Markets in Crypto-assets: The cons, the alternative and the silver lining

European Parliament

On the 31st of March 2022, 117 out of 705 Members of the European Parliament voted on the Transfer of Funds Regulations. 58 MEPs voted in favour, 52 voted against, and seven abstained.

The European Parliament’s vote is the final stage in the proposed EU cryptocurrency law known as “Markets in Crypto-assets” or MiCA. The aim is for the members of the European Union to have a set of common laws to regulate distributed ledger technology and cryptocurrencies while protecting users and investors. One advantage of the law is implementing a single licence regime across the 27 member states.

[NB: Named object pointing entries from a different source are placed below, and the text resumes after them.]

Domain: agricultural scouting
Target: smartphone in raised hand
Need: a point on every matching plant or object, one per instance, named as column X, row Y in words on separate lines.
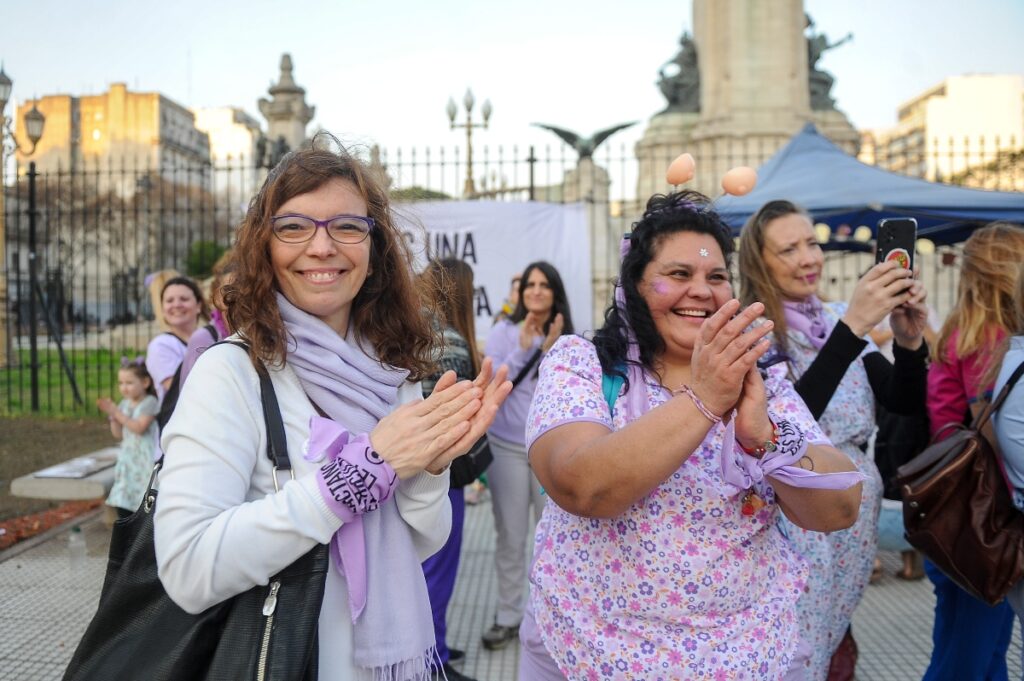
column 896, row 239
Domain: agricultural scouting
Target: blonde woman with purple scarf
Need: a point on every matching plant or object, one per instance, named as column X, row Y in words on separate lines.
column 839, row 373
column 323, row 295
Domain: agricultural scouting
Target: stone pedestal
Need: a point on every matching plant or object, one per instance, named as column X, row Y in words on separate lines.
column 667, row 136
column 834, row 125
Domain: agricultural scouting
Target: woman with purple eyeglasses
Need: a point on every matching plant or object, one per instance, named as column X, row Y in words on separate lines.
column 668, row 459
column 324, row 297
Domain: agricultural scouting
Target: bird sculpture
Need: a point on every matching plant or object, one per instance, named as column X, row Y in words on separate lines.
column 585, row 146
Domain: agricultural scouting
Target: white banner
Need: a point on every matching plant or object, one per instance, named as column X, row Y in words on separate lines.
column 499, row 240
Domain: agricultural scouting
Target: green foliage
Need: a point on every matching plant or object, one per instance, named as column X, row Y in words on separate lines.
column 202, row 256
column 95, row 374
column 418, row 194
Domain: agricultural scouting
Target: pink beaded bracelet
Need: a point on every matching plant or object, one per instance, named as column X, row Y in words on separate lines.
column 696, row 401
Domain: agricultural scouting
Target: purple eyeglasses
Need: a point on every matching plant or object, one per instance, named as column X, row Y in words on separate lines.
column 298, row 228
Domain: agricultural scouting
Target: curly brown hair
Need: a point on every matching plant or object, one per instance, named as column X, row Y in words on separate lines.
column 387, row 311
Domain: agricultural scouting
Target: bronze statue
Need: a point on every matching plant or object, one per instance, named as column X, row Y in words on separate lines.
column 585, row 146
column 682, row 88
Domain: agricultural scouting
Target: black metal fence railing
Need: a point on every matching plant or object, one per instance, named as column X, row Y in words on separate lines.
column 81, row 302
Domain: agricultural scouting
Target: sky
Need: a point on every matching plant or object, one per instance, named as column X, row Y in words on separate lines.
column 382, row 71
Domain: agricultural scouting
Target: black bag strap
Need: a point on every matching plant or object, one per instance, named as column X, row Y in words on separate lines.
column 276, row 442
column 525, row 370
column 991, row 407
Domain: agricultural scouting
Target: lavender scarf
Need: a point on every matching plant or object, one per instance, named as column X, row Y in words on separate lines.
column 394, row 636
column 807, row 317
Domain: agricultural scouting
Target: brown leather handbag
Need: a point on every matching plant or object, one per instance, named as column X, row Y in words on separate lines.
column 957, row 510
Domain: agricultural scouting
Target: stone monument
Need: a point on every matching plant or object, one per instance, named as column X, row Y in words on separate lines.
column 669, row 131
column 287, row 115
column 588, row 183
column 745, row 83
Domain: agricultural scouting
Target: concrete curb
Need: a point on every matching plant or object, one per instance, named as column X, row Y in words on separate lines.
column 25, row 545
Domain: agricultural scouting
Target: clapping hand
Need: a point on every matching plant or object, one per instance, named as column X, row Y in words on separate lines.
column 531, row 328
column 428, row 433
column 754, row 427
column 725, row 352
column 107, row 406
column 496, row 388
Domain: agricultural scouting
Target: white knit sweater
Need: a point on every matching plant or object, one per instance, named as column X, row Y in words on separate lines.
column 220, row 526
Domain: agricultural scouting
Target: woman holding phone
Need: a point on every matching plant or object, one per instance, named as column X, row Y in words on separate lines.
column 840, row 374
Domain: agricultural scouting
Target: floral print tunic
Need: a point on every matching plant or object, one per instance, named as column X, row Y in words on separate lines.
column 682, row 585
column 134, row 467
column 841, row 562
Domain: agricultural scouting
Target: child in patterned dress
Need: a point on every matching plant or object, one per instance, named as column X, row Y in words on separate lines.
column 132, row 422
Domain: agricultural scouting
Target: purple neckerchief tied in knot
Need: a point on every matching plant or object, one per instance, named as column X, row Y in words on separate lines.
column 744, row 471
column 808, row 317
column 354, row 480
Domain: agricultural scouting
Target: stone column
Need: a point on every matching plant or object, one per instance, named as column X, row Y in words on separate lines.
column 754, row 88
column 589, row 183
column 286, row 112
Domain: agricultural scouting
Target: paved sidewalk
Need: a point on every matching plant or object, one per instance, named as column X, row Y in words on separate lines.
column 46, row 607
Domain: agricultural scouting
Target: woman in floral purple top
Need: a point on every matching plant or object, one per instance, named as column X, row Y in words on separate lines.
column 658, row 555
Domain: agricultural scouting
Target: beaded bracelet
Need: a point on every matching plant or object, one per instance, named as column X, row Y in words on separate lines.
column 765, row 448
column 696, row 401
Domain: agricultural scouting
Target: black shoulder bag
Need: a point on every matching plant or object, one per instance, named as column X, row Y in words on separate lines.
column 264, row 633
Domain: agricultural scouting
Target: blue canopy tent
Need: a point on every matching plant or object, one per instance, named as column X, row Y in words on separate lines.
column 838, row 189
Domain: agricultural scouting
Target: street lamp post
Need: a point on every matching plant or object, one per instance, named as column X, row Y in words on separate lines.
column 468, row 101
column 34, row 121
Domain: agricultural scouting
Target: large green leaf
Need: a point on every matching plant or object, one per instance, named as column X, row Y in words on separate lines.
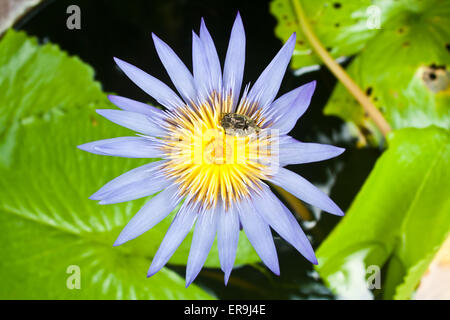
column 29, row 77
column 391, row 63
column 398, row 220
column 47, row 220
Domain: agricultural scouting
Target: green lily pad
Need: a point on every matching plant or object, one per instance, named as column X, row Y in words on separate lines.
column 402, row 65
column 29, row 75
column 397, row 222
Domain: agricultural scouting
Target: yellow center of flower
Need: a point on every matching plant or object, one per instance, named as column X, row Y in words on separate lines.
column 214, row 154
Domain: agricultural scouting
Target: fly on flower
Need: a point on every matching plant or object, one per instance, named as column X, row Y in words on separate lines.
column 218, row 149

The three main points of conflict between the European Parliament and the crypto industry are:

  1. All crypto transactions, regardless of value, would require the sending crypto exchange to pass on certain information to the receiving cryptocurrency exchange.
  2. Exchanges must report incoming cryptocurrency transactions from self-hosted wallets (like Ledger, Trezor and paper wallets) exceeding €1,000 to authorities, even though the transaction may not be suspicious. 
  3. Before one can send and receive cryptocurrencies from self-hosted wallets, exchanges would need to collect, verify and report the information to authorities before they can allow the transaction to occur. 

The European Parliament had previously tried to ban proof-of-work cryptocurrencies, a protocol used by Bitcoin, claiming that it’s harmful to the environment because of the energy-intensive process. However, this fell through at the EU Parliament’s Committee on Economic and Monetary Affairs (ECON). 

An alternative to the rules

The MEPs who favour the regulations assert that the rules will weed out bad actors using cryptocurrencies, such as the use to fund terrorism, drugs and other illicit activities. 

Unlike banks, where law enforcement agencies require a court order and cooperation from foreign jurisdictions to obtain records to investigate suspicious behaviour, cryptocurrency transactions are recorded permanently on a public blockchain.

There exist software packages unknown to MEPs that have been on the market for several years that can track and trace cryptocurrency transactions, such as Chainalysis Reactor, Coinpath, CipherTrace and others, to mention a few.

A case that comes to mind is when American authorities managed 120,000 Bitcoin worth $3.6 billion from an exchange hacked in 2016.

A sad story for the EU

The regulations passed with only six votes – 58 in favour and 52 against the regulations. It is saddening that only 1 out of 6 Members of the European Parliament showed up to take a vote. 

Several prominent figures in the crypto industry, such as Coinbase CEO Brian Armstrong and Kraken CEO Jesse Powell, voice their opinion against these regulations. Describing the rules as draconian, arguing that they are bureaucratic, go against citizens’ privacy and are anti-competitive for the European Union.

The rules will constrain European tech startups and businesses. The EU will fall behind in innovative technologies in blockchain and other technologies like Artificial Intelligence. The US is already ahead of Europe, and China is well ahead of the United States.

The European Union is already severely disadvantaged as it has a fragmented market. There are 27 members of the European Union, each having its rules which may vary considerably from one member to another. The Transfer of Funds Regulations will further give the EU an unnecessary disadvantage that it already has.

While China and the US innovate, the EU will sit on the sidelines and regulate what its citizens can and cannot due to the cost of innovation.

A Twitter user compared the situation of the US and China being leaders in inventing new cars, and the EU will be a leader in creating stop signs.

A new hope

A few MEPs voiced their concerns about the regulations and will now go to a “trialogue”. The trialogue is when the European Commission (made of Commissioners), European Council (made up of Ministers from the 27 member states) and MEPs meet to discuss and agree on the legislation. The objective is to reach a joint compromise on the proposed rules.

A few observers claim that the European Commission and the European Council are less political and savvier than the European Parliament. The parties can agree to water down the strict restrictions. 

A bullish case for crypto

The Markets in Crypto-assets (MiCA) will come into force and apply to all members of the European Union by 2024. The duration from now until the rules come into force may motivate people and institutions to transfer their cryptocurrency holdings off exchanges onto self-hosted wallets, reducing the circulating supply and hopefully boosting the underlying asset’s price.